The International Ergonomics Association defines ergonomics or human factors as “the scientific discipline concerned with the understanding of interactions among humans and other elements of a system, and the profession that applies theory, principles, data and methods to design in order to optimize human well-being and overall system performance.”
Ergonomics is a multidisciplinary field incorporating contributions involving psychology, engineering, industrial design, biomechanics, mechanobiology, physiology and anthropometry. In simple terms, ergonomics is a discipline that deals with designing for people wherever, and whenever, they interact with products, systems or processes.
Are ergonomics and human factors the same? Well, for all intents and purposes, they are different terms that mean the same. The only difference is that one term may be more favored in an industry, or country, in comparison to another!
The purpose of ergonomics is to complement or help enhance the strength of individuals while downplaying their limitations and not forcing them to adapt. To help achieve this there needs to be a thorough understanding of the differences in population in terms of attributes such as size, strength, cognitive ability, age, experience, expectations and goals.

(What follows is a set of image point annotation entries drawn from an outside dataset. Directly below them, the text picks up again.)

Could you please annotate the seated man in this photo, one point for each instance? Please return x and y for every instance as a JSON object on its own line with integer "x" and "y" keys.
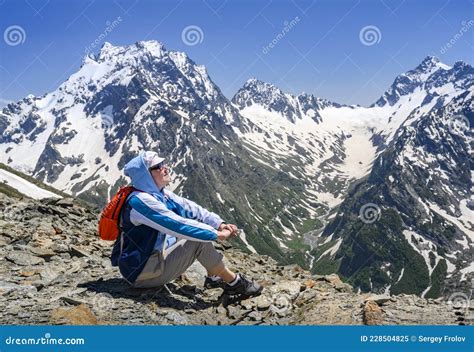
{"x": 162, "y": 234}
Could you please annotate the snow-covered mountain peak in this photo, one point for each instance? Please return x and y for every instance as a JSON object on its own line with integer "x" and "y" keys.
{"x": 431, "y": 76}
{"x": 266, "y": 96}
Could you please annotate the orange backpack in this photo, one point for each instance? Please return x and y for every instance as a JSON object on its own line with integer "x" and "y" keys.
{"x": 109, "y": 227}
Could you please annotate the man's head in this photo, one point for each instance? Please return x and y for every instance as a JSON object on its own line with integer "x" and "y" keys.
{"x": 159, "y": 171}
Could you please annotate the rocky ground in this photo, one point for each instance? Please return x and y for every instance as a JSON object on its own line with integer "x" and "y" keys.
{"x": 55, "y": 270}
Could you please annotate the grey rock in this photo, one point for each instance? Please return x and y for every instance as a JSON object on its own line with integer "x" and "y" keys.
{"x": 24, "y": 259}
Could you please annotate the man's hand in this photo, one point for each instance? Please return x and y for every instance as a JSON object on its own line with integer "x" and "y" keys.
{"x": 223, "y": 235}
{"x": 230, "y": 227}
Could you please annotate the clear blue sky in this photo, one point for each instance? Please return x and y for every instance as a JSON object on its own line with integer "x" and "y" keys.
{"x": 321, "y": 54}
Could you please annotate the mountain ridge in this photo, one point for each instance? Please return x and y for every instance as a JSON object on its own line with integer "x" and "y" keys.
{"x": 293, "y": 158}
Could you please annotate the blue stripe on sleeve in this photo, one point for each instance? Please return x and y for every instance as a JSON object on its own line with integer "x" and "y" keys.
{"x": 171, "y": 224}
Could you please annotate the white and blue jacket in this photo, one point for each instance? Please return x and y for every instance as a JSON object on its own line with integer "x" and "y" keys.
{"x": 153, "y": 219}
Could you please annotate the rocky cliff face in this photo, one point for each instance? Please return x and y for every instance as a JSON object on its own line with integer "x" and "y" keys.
{"x": 55, "y": 270}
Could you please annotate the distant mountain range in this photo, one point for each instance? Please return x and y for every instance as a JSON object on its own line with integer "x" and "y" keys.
{"x": 382, "y": 195}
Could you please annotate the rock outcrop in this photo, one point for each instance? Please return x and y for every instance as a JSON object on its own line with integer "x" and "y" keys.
{"x": 55, "y": 270}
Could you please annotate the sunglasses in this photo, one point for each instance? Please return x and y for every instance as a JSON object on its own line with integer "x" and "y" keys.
{"x": 158, "y": 166}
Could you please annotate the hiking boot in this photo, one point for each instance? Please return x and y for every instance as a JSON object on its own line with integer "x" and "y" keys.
{"x": 244, "y": 287}
{"x": 210, "y": 283}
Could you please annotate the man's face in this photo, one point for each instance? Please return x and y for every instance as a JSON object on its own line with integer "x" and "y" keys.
{"x": 161, "y": 175}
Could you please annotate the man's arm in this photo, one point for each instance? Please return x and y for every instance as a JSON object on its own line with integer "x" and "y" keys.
{"x": 191, "y": 210}
{"x": 146, "y": 210}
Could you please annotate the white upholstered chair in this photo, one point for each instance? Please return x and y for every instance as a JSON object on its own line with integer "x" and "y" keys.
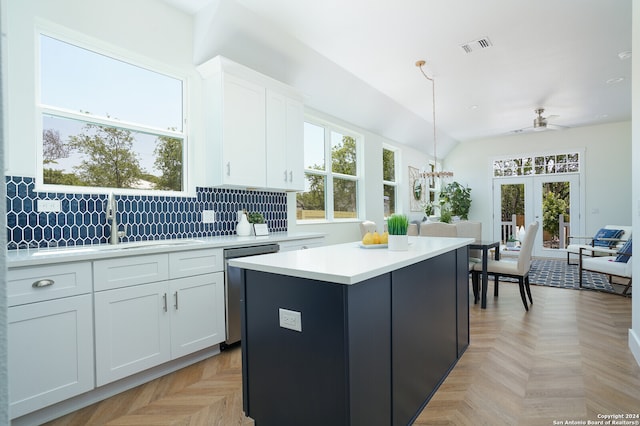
{"x": 438, "y": 229}
{"x": 514, "y": 269}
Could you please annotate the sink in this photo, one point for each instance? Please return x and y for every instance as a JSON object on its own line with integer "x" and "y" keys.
{"x": 121, "y": 246}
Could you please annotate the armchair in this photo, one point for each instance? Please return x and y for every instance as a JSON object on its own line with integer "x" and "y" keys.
{"x": 604, "y": 262}
{"x": 610, "y": 237}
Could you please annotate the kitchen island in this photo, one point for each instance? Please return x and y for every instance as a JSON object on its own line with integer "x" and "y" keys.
{"x": 346, "y": 335}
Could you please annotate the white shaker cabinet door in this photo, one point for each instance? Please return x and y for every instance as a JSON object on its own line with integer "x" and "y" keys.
{"x": 132, "y": 330}
{"x": 50, "y": 352}
{"x": 285, "y": 142}
{"x": 197, "y": 313}
{"x": 243, "y": 133}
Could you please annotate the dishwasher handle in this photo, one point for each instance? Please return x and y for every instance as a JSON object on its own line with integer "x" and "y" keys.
{"x": 235, "y": 252}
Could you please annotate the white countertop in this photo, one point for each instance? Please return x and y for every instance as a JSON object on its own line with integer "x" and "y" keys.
{"x": 42, "y": 256}
{"x": 349, "y": 263}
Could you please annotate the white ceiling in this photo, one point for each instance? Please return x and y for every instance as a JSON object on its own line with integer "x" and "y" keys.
{"x": 561, "y": 55}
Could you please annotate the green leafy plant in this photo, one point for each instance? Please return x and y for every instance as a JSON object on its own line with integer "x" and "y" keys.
{"x": 429, "y": 208}
{"x": 458, "y": 197}
{"x": 397, "y": 224}
{"x": 255, "y": 217}
{"x": 445, "y": 214}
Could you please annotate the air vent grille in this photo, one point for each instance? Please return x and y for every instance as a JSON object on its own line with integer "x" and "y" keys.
{"x": 480, "y": 44}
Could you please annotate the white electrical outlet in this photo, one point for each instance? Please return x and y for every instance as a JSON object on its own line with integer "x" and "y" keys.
{"x": 208, "y": 216}
{"x": 290, "y": 319}
{"x": 49, "y": 206}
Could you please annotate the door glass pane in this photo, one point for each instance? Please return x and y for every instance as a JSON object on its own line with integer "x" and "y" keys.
{"x": 310, "y": 203}
{"x": 389, "y": 200}
{"x": 555, "y": 209}
{"x": 512, "y": 210}
{"x": 344, "y": 198}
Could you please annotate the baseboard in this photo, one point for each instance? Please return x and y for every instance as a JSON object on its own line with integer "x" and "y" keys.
{"x": 98, "y": 394}
{"x": 634, "y": 345}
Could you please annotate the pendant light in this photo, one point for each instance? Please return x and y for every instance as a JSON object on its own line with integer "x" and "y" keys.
{"x": 434, "y": 173}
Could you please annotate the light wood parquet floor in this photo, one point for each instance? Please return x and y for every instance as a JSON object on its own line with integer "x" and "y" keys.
{"x": 567, "y": 359}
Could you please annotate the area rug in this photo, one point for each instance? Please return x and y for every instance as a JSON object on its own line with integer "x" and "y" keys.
{"x": 556, "y": 273}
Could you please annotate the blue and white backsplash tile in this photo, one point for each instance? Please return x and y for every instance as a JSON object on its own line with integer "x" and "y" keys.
{"x": 82, "y": 219}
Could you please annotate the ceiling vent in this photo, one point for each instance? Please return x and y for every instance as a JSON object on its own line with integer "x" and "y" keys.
{"x": 480, "y": 44}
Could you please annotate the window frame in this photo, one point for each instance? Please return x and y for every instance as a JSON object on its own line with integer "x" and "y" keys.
{"x": 99, "y": 47}
{"x": 329, "y": 174}
{"x": 395, "y": 183}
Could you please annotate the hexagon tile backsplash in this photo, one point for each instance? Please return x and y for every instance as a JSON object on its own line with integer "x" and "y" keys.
{"x": 82, "y": 217}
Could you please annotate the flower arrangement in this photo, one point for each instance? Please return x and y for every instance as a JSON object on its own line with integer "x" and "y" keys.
{"x": 397, "y": 224}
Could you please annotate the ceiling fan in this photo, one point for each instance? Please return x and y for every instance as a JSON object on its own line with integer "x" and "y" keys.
{"x": 541, "y": 123}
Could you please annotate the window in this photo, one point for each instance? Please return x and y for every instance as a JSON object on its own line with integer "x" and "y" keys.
{"x": 331, "y": 174}
{"x": 389, "y": 181}
{"x": 537, "y": 165}
{"x": 107, "y": 123}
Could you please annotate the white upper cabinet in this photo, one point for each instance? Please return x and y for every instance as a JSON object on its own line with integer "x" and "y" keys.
{"x": 285, "y": 145}
{"x": 254, "y": 129}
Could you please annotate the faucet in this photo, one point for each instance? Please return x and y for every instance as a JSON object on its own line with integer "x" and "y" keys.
{"x": 112, "y": 210}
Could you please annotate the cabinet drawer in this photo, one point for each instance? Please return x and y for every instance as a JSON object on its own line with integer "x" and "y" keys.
{"x": 124, "y": 272}
{"x": 195, "y": 262}
{"x": 36, "y": 284}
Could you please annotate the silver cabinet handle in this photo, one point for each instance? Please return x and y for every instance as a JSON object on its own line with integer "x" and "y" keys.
{"x": 42, "y": 283}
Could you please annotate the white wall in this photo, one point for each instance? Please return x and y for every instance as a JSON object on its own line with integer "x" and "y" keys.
{"x": 4, "y": 368}
{"x": 607, "y": 160}
{"x": 634, "y": 333}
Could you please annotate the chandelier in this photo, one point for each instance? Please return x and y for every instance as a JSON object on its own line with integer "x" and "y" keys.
{"x": 428, "y": 174}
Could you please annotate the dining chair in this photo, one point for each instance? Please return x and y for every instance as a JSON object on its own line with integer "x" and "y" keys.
{"x": 471, "y": 229}
{"x": 514, "y": 269}
{"x": 438, "y": 229}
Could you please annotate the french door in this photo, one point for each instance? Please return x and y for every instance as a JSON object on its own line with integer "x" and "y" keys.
{"x": 553, "y": 200}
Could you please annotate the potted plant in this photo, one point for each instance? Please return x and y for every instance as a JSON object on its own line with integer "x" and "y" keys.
{"x": 397, "y": 226}
{"x": 445, "y": 213}
{"x": 255, "y": 217}
{"x": 458, "y": 198}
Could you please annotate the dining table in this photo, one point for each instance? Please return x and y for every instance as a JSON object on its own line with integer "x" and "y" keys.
{"x": 485, "y": 246}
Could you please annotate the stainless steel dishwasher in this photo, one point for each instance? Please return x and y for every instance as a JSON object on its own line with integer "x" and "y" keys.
{"x": 233, "y": 279}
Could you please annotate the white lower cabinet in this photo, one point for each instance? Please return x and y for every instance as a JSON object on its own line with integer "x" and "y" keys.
{"x": 197, "y": 313}
{"x": 132, "y": 325}
{"x": 146, "y": 324}
{"x": 50, "y": 335}
{"x": 50, "y": 352}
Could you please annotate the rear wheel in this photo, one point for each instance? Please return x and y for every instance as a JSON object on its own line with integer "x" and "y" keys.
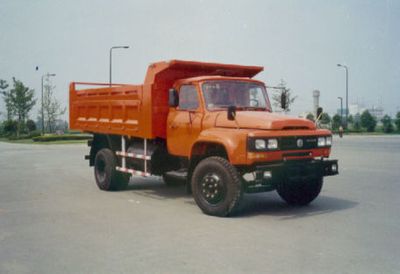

With an understanding of the users and their various experiences, professional ergonomists analyze how people interact with products, processes and environments on an everyday basis. To evaluate how a person fits with the technology, ergonomists take into account the activity or the job, the demands the job makes on the person, the equipment or tool used and the kinds of information used for the activity. With this knowledge they make an effort to optimize performance by making user-friendly, safe and more efficient systems.
There is a huge body of research related to ergonomics regarding the biomechanical, physiological and cognitive effects of work on people, their understanding of the processes and the efficiency of systems.
Domains of Specialization
Ergonomics constitutes three main research areas - Physical, cognitive and organizational ergonomics.
Physical ergonomics is concerned with human anatomy and also with the link between physical activity and some of the anthropometric, physiological and bio mechanical characteristics. Its principles have been used to design industrial and consumer products; improvised screw drivers made with serration to enhance grip is a classical example!
Cognitive ergonomics is about cognitive mental processes such as perception, memory, reasoning, and motor response and their impact on the human- system interaction. A classical example is the human –computer interaction involving several facets such as skill, decision-making, stress and workload.
Organizational ergonomics deals with socio-technical systems and the optimization of these systems. It is concerned with crew resource management, communication, work design, work systems, design of working times, teamwork, participatory design, community ergonomics, cooperative work, new work programs, virtual organizations, telework, and quality management. Applications
There is evidence to show that Greeks used the principals of ergonomics to design their tools, jobs, and workplaces as far back as the 5th century BC.The description of the surgeon’s work place by Hippocrates is a classic example.
In the 19th century, during the industrial era, Frederick Winslow Taylor was the first to come up with the "scientific management" method, to assess the most optimum way to carry out a task. He discovered that coal workers could be made to work more efficiently by incrementally reducing the size and weight of coal shovels. This was done until the fastest shoveling rate was reached.
During the World War I aircraft design gained a lot of attention. Aero medical research started focusing on the driver behavior as well and efforts were made to differentiate the characteristics of successful pilots with unsuccessful ones. It was during these studies that it was revealed that even the planes operated by the most skilled pilots sometimes crashed and this is when terms such as human factors or ergonomics entered the scene. More attention was shifted to the cognitive skills of the pilots and its effect on their productivity. This led to the Hawthorn Effect which suggested that “motivational factors could significantly influence human performance.”
The space age saw new human factors, such as weightlessness and anti-gravitational forces influencing human physical activity. The present age of informational technology has seen a boom in ergonomic activity with advanced technologies in human kinetics, movement patterns, body-mapping and heat zones being used by companies to manufacture purpose-specific garments, including full body suits, jerseys, shorts, shoes, and even underwear.